Why Agrifood Innovation Lives in the Productive Middle

A veteran agtech founder I spoke with the other day shared some scar tissue around fundraising and innovating in agri-food systems. 

“A lot of the money that's gone into these really big agtech companies that raised hundreds of millions of dollars came from people who had a lot of exposure to tech as well. The expectation was: ‘if you build it fast, make a lot of mistakes, but claim your space, you'll win’. The other point was that if you spend more money, things can happen more quickly. And in tech, that's often the case. You hire more coders, your programs get written more quickly.
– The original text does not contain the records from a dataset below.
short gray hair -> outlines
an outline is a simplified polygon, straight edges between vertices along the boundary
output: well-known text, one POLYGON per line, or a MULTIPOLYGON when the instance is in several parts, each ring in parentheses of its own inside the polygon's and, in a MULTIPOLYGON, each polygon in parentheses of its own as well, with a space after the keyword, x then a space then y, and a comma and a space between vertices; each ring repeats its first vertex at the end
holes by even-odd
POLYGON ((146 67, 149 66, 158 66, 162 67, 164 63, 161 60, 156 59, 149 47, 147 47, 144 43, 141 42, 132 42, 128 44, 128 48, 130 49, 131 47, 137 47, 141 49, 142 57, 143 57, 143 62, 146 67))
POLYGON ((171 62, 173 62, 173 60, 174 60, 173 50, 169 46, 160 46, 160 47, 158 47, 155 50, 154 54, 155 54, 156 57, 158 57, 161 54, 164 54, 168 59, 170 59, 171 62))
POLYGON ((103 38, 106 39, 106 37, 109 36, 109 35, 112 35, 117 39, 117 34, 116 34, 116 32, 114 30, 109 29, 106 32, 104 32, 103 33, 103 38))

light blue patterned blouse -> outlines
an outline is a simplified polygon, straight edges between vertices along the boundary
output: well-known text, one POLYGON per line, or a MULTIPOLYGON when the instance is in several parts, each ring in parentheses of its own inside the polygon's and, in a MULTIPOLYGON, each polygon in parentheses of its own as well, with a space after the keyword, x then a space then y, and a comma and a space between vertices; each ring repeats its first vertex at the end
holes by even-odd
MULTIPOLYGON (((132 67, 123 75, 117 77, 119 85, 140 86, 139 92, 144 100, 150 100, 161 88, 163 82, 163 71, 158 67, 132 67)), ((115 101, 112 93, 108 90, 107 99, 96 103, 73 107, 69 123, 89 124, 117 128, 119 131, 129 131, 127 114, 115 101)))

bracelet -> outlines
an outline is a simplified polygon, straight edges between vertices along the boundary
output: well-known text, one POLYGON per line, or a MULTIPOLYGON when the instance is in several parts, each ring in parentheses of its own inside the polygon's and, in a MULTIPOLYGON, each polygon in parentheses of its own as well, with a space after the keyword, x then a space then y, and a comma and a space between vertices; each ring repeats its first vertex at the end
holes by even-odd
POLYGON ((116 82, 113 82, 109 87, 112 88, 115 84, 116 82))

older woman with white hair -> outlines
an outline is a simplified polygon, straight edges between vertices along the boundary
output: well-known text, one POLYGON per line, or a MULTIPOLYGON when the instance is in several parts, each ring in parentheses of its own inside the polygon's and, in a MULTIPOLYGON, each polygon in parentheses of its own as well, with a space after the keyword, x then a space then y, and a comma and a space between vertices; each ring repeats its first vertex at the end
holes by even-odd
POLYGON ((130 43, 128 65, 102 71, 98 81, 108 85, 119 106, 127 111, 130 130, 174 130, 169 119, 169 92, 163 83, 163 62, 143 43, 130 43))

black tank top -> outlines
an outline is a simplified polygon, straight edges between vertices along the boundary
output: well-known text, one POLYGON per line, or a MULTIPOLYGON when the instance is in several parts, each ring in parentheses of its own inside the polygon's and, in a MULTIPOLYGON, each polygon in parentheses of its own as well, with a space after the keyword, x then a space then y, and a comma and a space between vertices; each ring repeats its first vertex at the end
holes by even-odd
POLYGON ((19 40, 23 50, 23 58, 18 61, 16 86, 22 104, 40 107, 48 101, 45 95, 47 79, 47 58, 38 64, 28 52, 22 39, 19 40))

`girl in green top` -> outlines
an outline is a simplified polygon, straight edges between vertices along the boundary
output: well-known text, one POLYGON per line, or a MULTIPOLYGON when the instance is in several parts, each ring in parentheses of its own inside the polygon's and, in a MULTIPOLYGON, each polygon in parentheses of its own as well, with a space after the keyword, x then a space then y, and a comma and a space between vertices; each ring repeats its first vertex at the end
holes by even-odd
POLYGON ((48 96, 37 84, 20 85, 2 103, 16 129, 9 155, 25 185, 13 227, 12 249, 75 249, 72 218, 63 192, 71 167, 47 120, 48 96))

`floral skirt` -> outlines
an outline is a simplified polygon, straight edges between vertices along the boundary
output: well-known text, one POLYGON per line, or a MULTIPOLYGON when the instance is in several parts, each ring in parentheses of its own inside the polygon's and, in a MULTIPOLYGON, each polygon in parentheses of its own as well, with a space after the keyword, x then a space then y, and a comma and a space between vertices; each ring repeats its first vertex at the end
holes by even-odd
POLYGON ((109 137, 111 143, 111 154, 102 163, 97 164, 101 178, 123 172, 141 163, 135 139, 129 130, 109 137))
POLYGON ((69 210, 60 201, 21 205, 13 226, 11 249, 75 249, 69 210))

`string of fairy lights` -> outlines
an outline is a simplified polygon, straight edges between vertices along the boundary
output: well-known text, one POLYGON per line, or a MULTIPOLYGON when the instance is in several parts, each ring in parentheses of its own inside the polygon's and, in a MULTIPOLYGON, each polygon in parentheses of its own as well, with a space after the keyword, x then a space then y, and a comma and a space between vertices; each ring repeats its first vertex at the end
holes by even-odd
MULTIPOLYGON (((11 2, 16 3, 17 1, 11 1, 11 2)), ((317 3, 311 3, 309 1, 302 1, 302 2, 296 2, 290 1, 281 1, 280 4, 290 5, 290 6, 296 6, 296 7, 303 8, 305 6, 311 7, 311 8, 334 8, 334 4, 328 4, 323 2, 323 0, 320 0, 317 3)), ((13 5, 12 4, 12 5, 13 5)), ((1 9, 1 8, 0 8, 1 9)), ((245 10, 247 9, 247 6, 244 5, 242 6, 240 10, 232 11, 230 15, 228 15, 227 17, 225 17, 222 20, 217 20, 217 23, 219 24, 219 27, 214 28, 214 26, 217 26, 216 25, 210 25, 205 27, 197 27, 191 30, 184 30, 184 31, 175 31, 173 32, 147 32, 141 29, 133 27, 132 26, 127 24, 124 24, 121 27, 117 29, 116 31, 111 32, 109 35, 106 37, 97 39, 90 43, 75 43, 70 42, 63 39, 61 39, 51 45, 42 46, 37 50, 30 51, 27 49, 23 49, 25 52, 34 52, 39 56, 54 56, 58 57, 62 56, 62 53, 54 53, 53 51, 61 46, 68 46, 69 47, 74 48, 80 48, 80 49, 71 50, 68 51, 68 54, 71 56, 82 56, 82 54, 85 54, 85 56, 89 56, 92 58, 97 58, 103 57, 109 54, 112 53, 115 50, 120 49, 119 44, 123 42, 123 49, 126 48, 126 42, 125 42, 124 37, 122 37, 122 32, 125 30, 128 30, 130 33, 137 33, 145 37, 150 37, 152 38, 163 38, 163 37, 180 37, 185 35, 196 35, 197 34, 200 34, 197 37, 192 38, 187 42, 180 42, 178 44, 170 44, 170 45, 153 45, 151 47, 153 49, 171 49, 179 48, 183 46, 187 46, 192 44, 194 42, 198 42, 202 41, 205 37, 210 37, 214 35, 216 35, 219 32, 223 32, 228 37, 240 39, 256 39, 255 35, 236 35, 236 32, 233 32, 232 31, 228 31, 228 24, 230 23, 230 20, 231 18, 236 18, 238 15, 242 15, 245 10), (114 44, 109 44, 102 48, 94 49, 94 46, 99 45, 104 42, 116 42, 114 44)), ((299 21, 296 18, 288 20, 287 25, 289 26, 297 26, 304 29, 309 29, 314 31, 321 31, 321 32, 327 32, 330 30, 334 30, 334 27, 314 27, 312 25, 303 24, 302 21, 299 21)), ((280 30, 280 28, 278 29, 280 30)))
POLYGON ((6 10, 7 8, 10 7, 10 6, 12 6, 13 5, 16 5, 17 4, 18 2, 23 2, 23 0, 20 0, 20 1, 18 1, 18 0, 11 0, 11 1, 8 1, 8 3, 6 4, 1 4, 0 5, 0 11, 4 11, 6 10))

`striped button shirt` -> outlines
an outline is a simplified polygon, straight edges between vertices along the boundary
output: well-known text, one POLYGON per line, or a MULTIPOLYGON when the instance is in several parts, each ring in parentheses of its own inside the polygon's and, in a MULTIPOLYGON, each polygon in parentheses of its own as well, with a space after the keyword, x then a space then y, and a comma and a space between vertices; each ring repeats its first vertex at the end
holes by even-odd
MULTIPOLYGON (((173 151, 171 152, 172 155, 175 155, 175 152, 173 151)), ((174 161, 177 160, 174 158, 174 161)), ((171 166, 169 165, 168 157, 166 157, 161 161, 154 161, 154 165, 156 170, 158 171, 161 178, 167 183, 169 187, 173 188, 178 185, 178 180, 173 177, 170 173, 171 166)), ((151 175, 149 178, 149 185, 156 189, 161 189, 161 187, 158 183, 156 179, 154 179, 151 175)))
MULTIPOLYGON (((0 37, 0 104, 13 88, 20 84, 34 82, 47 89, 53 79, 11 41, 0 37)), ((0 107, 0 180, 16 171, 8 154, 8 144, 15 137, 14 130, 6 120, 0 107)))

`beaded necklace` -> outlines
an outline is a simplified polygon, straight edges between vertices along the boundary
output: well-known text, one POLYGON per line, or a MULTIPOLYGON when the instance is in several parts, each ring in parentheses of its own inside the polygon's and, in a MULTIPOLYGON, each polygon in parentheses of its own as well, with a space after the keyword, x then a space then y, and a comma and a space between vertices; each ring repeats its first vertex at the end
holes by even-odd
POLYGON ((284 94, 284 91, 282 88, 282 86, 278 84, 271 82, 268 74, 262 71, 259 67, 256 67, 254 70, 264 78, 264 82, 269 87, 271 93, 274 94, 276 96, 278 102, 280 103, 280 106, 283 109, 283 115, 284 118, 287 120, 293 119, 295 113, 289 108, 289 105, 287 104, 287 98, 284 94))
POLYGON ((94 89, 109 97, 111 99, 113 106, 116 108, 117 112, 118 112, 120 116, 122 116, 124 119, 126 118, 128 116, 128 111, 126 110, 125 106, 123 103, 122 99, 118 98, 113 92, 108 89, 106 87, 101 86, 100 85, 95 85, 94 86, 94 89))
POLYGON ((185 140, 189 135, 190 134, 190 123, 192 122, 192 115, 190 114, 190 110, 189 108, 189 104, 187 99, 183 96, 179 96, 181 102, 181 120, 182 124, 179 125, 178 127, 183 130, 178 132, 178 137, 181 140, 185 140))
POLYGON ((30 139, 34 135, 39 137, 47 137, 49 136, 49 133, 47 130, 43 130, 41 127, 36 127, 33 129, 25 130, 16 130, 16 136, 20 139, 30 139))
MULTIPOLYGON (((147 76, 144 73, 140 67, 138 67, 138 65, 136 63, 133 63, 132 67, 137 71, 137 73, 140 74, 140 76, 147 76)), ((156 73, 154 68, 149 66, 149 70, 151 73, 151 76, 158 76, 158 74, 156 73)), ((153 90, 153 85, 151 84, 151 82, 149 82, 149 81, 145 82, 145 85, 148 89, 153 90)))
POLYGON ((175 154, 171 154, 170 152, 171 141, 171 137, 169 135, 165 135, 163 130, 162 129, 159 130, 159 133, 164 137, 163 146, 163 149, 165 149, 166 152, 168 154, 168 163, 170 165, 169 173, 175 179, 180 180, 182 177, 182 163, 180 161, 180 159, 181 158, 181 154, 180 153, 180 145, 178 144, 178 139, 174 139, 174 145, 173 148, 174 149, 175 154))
While this approach works to some extent in terms of risk mitigation in biotech and agtech, you can also spend a lot of money trying to speed up things that cannot be done quicker. You can take more shots on goal, but you're still going to have to run the race, right?”

This gets to a fundamental question I’ve been asking myself: where are traditional, software-based VC paradigms a fit for agrifood startups, and where are they a mismatch?

Living systems are complex and variable. You can’t iterate your way around the impacts of weather, or plant and animal reproduction cycles. Regulatory frameworks have evolved to protect human health and environmental safety, and navigating them takes time. These aren't bugs to be hacked around; they're fundamental to the reality of building within biological systems.

Yet we’ve seen the same unfortunate pattern play out repeatedly: promising agrifood companies that raised significant equity rounds only to find themselves trapped between growth expectations and biological reality.

The productive middle between incremental change & disruption

Beyond expectations around speed, another mismatch centers on disruption. Innovations that raise the ceiling by building infrastructure or unlocking conditions to transform tomorrow often attract attention and funding. While technologies that lift the floor by solving immediate problems to make existing systems work better are overlooked despite their potential to create value today.

We believe that the most interesting companies are doing both. They are simultaneously solving pressing problems (lifting the floor) and building toward system change (raising the ceiling). I’m calling this the "productive middle.”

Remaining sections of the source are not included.